When something goes wrong:

  • focus quickly shifts to who made the mistake
  • assessment stops at whether procedures were followed
  • system design and context are under examined

Over time:

  • the same issues repeat
  • fixes are local and short term
  • practitioners become risk averse or defensive
  • learning is limited
  • system weaknesses remain hidden

What is really going on

Issues and incidents are rarely caused by a single factor.

They usually sit across a combination of:

  • system design (were the standards and procedures right?)
  • system application (were they implemented effectively?)
  • practice delivery (how was judgement applied in the moment?)

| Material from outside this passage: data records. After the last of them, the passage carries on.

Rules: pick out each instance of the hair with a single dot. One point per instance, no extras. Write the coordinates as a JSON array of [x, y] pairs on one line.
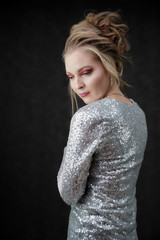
[[103, 34]]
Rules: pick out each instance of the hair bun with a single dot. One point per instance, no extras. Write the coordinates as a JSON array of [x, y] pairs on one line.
[[111, 26]]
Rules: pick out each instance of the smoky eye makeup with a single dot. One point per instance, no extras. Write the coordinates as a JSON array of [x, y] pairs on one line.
[[86, 71]]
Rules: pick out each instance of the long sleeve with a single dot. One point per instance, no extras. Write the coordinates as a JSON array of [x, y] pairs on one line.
[[82, 142]]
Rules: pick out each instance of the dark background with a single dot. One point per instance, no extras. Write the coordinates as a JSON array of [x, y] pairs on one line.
[[35, 112]]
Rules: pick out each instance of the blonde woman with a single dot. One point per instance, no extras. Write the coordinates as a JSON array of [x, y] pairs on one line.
[[107, 136]]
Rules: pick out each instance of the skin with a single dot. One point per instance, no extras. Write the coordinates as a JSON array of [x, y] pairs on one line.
[[89, 79]]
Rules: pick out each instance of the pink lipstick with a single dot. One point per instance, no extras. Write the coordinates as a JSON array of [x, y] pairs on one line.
[[84, 94]]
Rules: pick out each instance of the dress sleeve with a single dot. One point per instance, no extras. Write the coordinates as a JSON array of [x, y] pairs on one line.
[[82, 142]]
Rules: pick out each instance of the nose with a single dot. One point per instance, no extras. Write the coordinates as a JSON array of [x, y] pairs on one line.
[[79, 83]]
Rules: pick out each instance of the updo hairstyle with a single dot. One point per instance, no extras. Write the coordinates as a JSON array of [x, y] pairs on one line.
[[104, 35]]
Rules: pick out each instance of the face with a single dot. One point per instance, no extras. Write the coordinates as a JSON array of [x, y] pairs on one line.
[[88, 78]]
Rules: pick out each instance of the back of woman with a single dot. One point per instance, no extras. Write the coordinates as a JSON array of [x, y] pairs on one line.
[[107, 210], [107, 137]]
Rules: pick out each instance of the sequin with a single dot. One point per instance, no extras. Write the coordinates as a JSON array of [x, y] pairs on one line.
[[99, 170]]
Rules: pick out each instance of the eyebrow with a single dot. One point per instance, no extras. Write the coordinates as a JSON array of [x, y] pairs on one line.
[[79, 70]]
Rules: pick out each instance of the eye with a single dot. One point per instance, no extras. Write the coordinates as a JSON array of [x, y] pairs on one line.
[[70, 76], [87, 72]]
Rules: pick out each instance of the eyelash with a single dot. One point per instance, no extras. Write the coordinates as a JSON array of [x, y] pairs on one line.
[[85, 72]]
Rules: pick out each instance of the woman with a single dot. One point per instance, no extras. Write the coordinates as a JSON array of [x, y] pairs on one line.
[[107, 136]]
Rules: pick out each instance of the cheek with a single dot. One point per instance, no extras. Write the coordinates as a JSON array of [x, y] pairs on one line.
[[100, 83]]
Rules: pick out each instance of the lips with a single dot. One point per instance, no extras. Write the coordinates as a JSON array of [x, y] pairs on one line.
[[84, 94]]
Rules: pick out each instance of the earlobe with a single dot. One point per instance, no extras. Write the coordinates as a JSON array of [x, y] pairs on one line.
[[111, 81]]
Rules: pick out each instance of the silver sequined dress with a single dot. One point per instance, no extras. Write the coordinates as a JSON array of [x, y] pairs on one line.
[[99, 170]]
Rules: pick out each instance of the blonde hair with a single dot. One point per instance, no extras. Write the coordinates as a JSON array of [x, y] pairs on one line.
[[104, 35]]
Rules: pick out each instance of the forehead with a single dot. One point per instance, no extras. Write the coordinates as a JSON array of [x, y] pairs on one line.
[[79, 59]]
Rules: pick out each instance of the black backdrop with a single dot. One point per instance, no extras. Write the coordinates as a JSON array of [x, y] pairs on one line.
[[35, 112]]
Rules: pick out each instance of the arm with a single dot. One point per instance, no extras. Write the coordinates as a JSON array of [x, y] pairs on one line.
[[74, 170]]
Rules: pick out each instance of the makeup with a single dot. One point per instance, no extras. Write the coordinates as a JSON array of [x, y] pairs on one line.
[[84, 94]]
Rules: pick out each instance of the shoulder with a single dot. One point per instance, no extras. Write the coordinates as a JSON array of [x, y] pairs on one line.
[[88, 113]]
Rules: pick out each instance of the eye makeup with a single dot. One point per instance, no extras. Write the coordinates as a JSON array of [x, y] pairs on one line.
[[86, 71]]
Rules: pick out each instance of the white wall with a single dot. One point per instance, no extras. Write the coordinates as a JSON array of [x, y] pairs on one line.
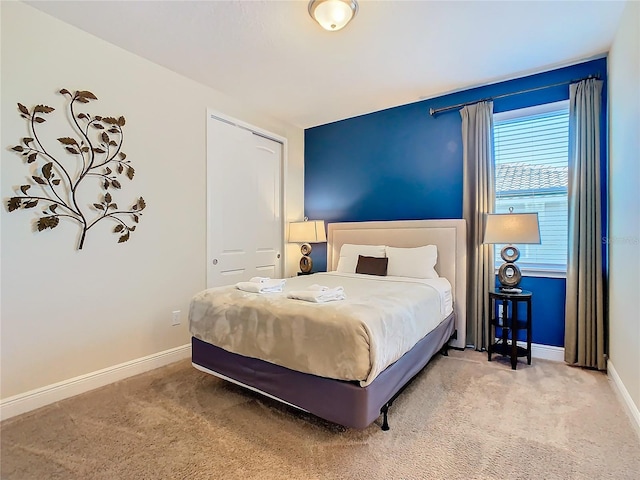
[[65, 312], [624, 228]]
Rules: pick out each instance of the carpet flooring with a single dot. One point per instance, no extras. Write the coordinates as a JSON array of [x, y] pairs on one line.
[[461, 418]]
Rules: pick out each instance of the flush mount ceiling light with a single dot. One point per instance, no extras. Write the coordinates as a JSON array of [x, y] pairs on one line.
[[333, 15]]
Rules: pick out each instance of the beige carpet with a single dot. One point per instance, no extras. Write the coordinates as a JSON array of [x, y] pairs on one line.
[[462, 417]]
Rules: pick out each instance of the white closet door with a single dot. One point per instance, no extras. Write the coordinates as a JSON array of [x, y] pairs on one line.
[[244, 212]]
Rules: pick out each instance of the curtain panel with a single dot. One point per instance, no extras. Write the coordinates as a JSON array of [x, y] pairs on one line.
[[478, 200], [584, 312]]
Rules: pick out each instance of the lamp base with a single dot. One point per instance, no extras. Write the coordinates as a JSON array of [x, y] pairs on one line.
[[509, 275], [306, 264]]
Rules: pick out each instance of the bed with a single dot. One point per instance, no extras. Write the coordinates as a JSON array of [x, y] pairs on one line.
[[233, 332]]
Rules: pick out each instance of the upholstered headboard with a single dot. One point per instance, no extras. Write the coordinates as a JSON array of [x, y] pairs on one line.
[[449, 236]]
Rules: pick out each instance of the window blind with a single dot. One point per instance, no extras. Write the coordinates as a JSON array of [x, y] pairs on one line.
[[531, 167]]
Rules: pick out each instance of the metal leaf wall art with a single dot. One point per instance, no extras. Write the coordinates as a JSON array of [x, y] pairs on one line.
[[93, 152]]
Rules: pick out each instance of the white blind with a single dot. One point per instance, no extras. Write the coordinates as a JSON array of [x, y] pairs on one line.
[[531, 166]]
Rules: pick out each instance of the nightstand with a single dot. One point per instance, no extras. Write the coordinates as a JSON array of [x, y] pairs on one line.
[[505, 324]]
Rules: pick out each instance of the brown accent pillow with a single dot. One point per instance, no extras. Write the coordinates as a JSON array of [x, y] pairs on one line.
[[372, 265]]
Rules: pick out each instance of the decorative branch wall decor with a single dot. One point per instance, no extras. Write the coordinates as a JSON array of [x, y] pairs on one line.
[[95, 153]]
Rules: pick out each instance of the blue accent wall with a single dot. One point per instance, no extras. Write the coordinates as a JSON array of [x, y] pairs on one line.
[[404, 164]]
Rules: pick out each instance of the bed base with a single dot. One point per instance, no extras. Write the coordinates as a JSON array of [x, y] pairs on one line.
[[384, 411], [341, 402]]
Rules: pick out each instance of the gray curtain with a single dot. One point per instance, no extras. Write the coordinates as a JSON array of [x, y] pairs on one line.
[[584, 343], [477, 201]]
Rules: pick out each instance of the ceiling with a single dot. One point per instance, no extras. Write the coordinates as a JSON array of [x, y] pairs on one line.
[[273, 56]]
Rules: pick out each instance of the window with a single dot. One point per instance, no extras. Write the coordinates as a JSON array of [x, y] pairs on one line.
[[531, 148]]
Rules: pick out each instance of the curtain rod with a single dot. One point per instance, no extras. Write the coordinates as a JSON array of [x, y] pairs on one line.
[[435, 111]]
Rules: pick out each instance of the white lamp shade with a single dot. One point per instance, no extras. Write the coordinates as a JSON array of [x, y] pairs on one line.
[[512, 228], [332, 15], [311, 231]]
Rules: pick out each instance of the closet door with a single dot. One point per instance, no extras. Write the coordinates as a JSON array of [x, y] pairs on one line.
[[244, 204]]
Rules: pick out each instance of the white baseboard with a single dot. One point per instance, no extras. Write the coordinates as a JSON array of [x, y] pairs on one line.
[[25, 402], [547, 352], [623, 394]]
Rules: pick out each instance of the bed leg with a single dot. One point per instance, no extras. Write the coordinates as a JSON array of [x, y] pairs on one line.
[[384, 410]]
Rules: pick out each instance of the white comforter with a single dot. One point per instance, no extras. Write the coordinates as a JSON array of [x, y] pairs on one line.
[[352, 339]]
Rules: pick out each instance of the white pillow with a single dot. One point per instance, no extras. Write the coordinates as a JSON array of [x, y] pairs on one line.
[[418, 262], [349, 255]]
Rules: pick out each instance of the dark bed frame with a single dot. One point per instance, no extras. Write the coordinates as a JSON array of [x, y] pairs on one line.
[[343, 402]]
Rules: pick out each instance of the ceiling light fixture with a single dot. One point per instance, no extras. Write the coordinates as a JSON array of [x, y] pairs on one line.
[[333, 15]]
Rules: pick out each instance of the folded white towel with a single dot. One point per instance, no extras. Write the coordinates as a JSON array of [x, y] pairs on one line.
[[318, 294], [260, 279], [268, 286]]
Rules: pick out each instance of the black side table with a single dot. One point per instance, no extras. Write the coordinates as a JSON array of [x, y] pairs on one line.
[[508, 322]]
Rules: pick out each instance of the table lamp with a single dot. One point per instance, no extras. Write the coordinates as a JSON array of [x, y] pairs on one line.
[[307, 232], [510, 228]]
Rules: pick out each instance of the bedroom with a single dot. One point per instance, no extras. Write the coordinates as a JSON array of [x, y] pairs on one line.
[[124, 294]]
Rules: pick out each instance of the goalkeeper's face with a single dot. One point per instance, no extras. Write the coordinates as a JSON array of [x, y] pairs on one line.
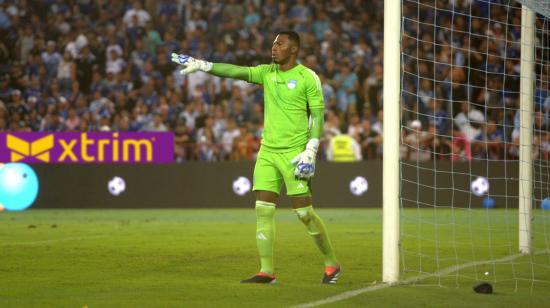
[[282, 49]]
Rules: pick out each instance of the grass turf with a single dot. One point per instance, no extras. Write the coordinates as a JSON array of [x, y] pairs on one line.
[[195, 258]]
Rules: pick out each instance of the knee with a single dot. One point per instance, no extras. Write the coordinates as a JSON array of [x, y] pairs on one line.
[[304, 214], [264, 209]]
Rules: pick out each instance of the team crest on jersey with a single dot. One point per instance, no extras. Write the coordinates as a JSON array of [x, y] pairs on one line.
[[292, 84]]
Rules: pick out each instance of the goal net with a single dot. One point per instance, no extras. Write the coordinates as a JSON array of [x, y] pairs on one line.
[[463, 176]]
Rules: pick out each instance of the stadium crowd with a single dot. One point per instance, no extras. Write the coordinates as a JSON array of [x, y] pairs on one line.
[[99, 65]]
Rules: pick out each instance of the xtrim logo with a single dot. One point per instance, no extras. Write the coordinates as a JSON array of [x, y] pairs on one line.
[[21, 148], [87, 147]]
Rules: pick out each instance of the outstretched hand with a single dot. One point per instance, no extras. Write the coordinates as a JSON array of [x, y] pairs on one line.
[[305, 161], [191, 64]]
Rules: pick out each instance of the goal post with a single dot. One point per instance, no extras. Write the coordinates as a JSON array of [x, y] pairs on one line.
[[391, 131], [466, 142], [526, 128]]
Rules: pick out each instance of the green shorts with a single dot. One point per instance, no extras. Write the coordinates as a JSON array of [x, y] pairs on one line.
[[272, 169]]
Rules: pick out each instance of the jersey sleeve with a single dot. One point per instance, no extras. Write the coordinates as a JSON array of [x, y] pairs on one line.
[[256, 73], [314, 90]]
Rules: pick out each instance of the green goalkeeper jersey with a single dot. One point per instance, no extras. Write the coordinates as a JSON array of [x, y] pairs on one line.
[[288, 97]]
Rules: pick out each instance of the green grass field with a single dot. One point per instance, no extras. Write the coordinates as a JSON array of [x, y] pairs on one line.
[[195, 258]]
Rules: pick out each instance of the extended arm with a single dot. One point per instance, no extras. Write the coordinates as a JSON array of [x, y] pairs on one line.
[[218, 69], [230, 70]]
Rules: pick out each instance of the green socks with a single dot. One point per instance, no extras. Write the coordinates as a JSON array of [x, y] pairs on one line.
[[316, 228], [265, 234]]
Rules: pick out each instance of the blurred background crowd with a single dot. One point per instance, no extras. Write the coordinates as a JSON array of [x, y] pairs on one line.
[[98, 65]]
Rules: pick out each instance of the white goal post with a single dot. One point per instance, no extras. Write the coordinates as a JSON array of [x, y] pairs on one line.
[[392, 132]]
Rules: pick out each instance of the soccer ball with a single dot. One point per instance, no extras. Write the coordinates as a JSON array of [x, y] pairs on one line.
[[241, 186], [480, 186], [116, 186], [359, 186]]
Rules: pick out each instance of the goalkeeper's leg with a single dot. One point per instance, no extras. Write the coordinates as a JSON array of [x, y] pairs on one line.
[[265, 236], [317, 230]]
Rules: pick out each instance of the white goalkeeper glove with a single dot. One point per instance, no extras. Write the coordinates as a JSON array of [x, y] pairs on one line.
[[305, 161], [191, 64]]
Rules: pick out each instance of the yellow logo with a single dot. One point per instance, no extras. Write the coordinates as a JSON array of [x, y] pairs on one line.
[[21, 148]]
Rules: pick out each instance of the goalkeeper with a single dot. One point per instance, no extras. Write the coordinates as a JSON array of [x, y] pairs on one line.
[[294, 120]]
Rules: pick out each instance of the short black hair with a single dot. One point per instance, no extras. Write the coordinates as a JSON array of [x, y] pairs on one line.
[[292, 36]]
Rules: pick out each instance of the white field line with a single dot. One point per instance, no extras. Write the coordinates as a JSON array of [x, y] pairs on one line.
[[445, 271], [53, 240]]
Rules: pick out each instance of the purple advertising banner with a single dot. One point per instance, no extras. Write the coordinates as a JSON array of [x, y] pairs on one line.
[[87, 147]]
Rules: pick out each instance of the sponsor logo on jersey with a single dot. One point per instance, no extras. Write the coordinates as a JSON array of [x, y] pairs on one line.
[[292, 84]]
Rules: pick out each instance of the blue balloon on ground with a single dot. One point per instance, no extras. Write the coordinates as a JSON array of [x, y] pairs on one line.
[[488, 203], [18, 186]]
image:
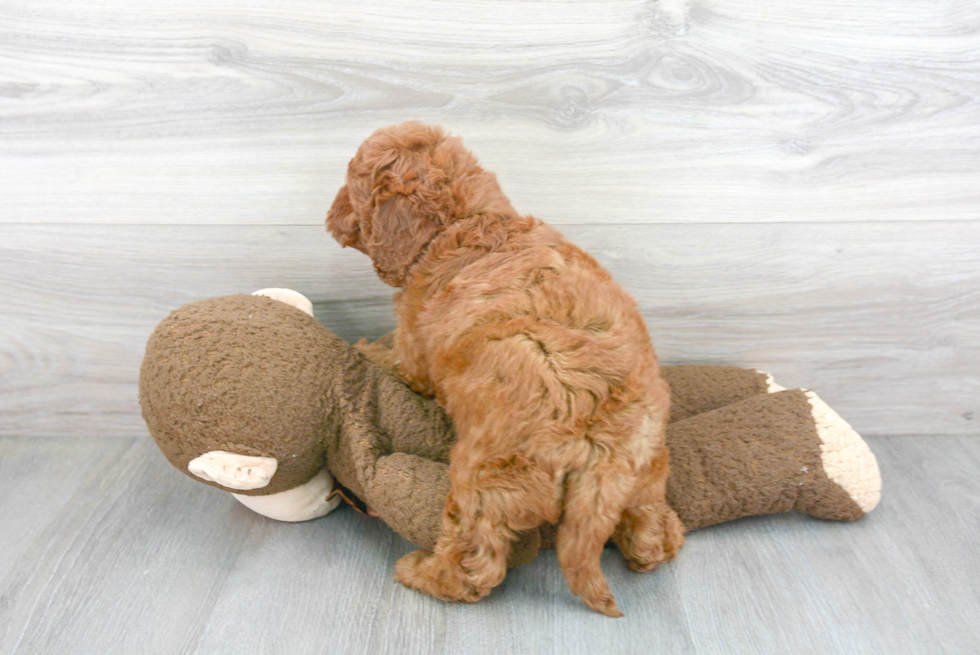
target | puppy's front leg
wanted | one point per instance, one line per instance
(410, 364)
(470, 558)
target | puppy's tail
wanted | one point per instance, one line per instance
(592, 510)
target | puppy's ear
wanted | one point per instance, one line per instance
(400, 233)
(341, 220)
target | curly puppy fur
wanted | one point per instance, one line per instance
(542, 360)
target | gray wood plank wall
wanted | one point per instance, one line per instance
(792, 186)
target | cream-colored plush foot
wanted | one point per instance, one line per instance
(234, 471)
(771, 386)
(845, 456)
(288, 296)
(302, 503)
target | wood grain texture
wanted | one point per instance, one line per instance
(786, 185)
(135, 557)
(622, 111)
(882, 321)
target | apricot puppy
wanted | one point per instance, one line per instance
(541, 359)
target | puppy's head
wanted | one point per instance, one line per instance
(404, 185)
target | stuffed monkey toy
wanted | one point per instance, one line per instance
(252, 395)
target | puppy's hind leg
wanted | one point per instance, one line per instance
(594, 499)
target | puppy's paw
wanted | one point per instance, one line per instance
(653, 537)
(431, 575)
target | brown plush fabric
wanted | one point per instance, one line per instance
(255, 376)
(758, 456)
(698, 389)
(242, 374)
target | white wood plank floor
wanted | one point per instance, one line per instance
(106, 549)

But systems often default to:

  • attributing issues to individual error
  • prioritising visible causes over underlying ones

This creates a bias towards:

  • blame over understanding
  • correction over learning

The purpose of this pathway is to rebalance that.

Why this is hard to shift

Most organisations are designed around accountability to individuals.

That leads to:

  • a focus on compliance with procedures
  • pressure to identify a clear point of failure
  • limited time and space to explore broader causes

At the same time:

  • system design issues are harder to see and harder to fix
  • multiple contributing factors are more complex to explain

So over time:

  • investigation narrows too quickly
  • system level issues are normalised
  • practice is scrutinised more than design

What helps shift the pattern

  • Start with whether standards and procedures were followed
  • Then assess whether they were sufficient
  • Distinguish clearly between design, application, and practice
  • Look for multiple contributing factors, not a single cause
  • Treat incidents as inputs to system improvement
  • Create space for reflective, not just corrective, review
  • Strengthen feedback loops between practice and system design

Consistent use of a structured pathway builds a more accurate understanding of how outcomes are produced.

Reflection questions

  • When something goes wrong, where do we start our assessment?
  • How often do we examine system design as well as practice?
  • Do we distinguish between non compliance and system limitations?
  • What patterns are repeating, and what does that tell us about the system?
  • How well do we capture and use learning from real events?
  • What would change if we focused first on causes, not individuals?